Loneliness is a major, growing threat to older Americans’ health and longevity.
Julianne Holt-Lunstad, a psychology researcher at Brigham Young University, on Thursday told members of the Senate Special Committee on Aging that isolation is about as dangerous as obesity.
Studies show that strong social connections can reduce the risk of early death by about 50%, Holt-Lunstad said at the hearing, which was held in Washington and streamed live on the web.
Gerontologist Sandra Timmermann explores the “thorny issues” of cognitive decline.
“The magnitude of effect of social connection mortality risk is comparable to, and, in many cases, exceeds that of other well-accepted risk factors,” Holt-Lunstad said.
In addition to being about as dangerous as obesity, isolation appears to be about as risky as smoking 15 cigarettes per day, Holt-Lunstad said. In the United States, that’s the equivalent of smoking three-quarters of a pack of cigarettes per day.
Isolation may affect more than 8 million older U.S. adults, and there are signs that social disconnection is increasing, Holt-Lunstad said. Average household size has decreased, and the average size of an American’s social network has dropped by one-third since 1985, she said.
The Senate Committee on Aging posted a video recording of the hearing on its website.
Sen. Susan Collins, R-Maine, the chairman of the committee, said she organized the hearing because of concerns about proposed Trump administration cuts in funding for support programs for isolated older Americans.
“These cuts are penny wise and pound foolish,” Collins said.
Reducing funding for effective support programs could increase the number of older Americans who end up in the hospital, or in nursing homes, she said.
The witnesses were short on specific advice about what Congress, or private commercial organizations, can do to reduce isolation risk, other than by maintaining or increasing funding for existing programs that serve older Americans.
Leonard Kaye, the head of the Center on Aging at the University of Maine, said having law enforcement officers call homebound, isolated older Americans every day to check on their safety seems to help.
The witnesses had observations that could be of interest to financial professionals who are helping clients use tools such as disability insurance, annuities, life insurance riders, critical illness insurance and long-term care insurance to protect against catastrophic health risk.

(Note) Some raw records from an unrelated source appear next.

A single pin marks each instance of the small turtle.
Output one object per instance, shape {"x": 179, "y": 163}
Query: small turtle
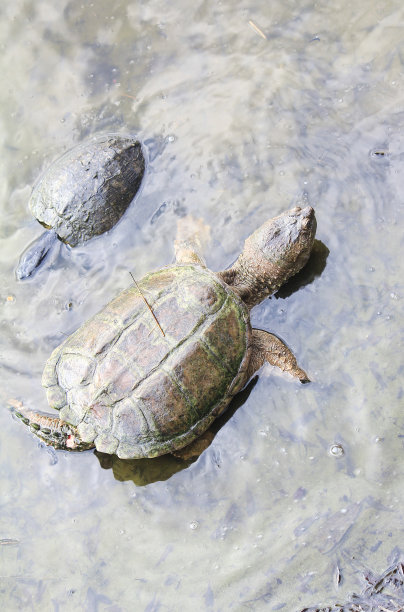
{"x": 150, "y": 372}
{"x": 83, "y": 194}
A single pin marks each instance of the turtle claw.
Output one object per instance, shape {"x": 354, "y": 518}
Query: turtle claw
{"x": 52, "y": 430}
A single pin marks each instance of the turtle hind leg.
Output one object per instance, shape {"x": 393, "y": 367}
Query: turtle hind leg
{"x": 269, "y": 348}
{"x": 52, "y": 430}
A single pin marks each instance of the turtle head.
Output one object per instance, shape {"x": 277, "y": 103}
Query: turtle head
{"x": 283, "y": 244}
{"x": 272, "y": 254}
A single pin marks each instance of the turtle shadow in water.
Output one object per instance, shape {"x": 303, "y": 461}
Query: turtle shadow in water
{"x": 146, "y": 471}
{"x": 314, "y": 268}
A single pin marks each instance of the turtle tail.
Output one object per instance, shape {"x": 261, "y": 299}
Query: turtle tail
{"x": 52, "y": 430}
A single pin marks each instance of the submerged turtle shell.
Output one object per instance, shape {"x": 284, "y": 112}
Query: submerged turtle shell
{"x": 87, "y": 190}
{"x": 137, "y": 393}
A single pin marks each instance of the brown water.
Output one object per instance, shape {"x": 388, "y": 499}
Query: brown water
{"x": 302, "y": 489}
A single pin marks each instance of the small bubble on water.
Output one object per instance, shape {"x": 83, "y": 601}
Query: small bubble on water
{"x": 337, "y": 450}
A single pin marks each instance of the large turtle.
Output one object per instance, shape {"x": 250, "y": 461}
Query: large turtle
{"x": 150, "y": 372}
{"x": 83, "y": 194}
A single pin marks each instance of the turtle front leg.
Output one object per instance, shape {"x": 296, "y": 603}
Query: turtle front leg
{"x": 52, "y": 430}
{"x": 269, "y": 348}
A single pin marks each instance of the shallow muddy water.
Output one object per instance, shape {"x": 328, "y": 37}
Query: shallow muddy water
{"x": 244, "y": 111}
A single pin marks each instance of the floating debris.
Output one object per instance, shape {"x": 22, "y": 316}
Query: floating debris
{"x": 257, "y": 29}
{"x": 383, "y": 594}
{"x": 147, "y": 303}
{"x": 337, "y": 450}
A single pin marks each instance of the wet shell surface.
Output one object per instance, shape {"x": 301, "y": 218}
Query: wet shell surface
{"x": 138, "y": 393}
{"x": 86, "y": 191}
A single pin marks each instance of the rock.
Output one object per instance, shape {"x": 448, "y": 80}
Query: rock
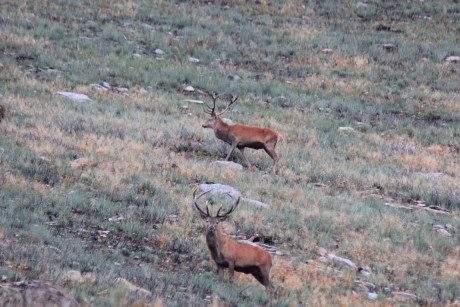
{"x": 255, "y": 202}
{"x": 133, "y": 288}
{"x": 99, "y": 87}
{"x": 372, "y": 295}
{"x": 453, "y": 59}
{"x": 228, "y": 121}
{"x": 361, "y": 4}
{"x": 217, "y": 188}
{"x": 399, "y": 206}
{"x": 403, "y": 296}
{"x": 443, "y": 232}
{"x": 35, "y": 293}
{"x": 193, "y": 101}
{"x": 389, "y": 47}
{"x": 2, "y": 112}
{"x": 79, "y": 163}
{"x": 345, "y": 129}
{"x": 74, "y": 96}
{"x": 341, "y": 260}
{"x": 430, "y": 175}
{"x": 73, "y": 277}
{"x": 120, "y": 89}
{"x": 230, "y": 164}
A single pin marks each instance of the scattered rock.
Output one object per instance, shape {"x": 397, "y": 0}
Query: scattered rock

Some of those clients may eventually need assistive technology to deal with the effects of accidents, strokes or neurological conditions that affect their ability to move.
One witness Rick Creech, an educational consultant at the Pennsylvania Training and Technical Assistance Network, was born with cerebral palsy. He estimated the assistive technology systems he uses to get through the day cost a total of more than $200,000.
In Pennsylvania, even funding for the systems schools need to help students with disabilities is scarce, Creech said.
“We have constant waiting lists,” Creech said. “At the end of every year, there are requests that I have to cancel or delay until next school year because we don’t have enough money to meet the requests.”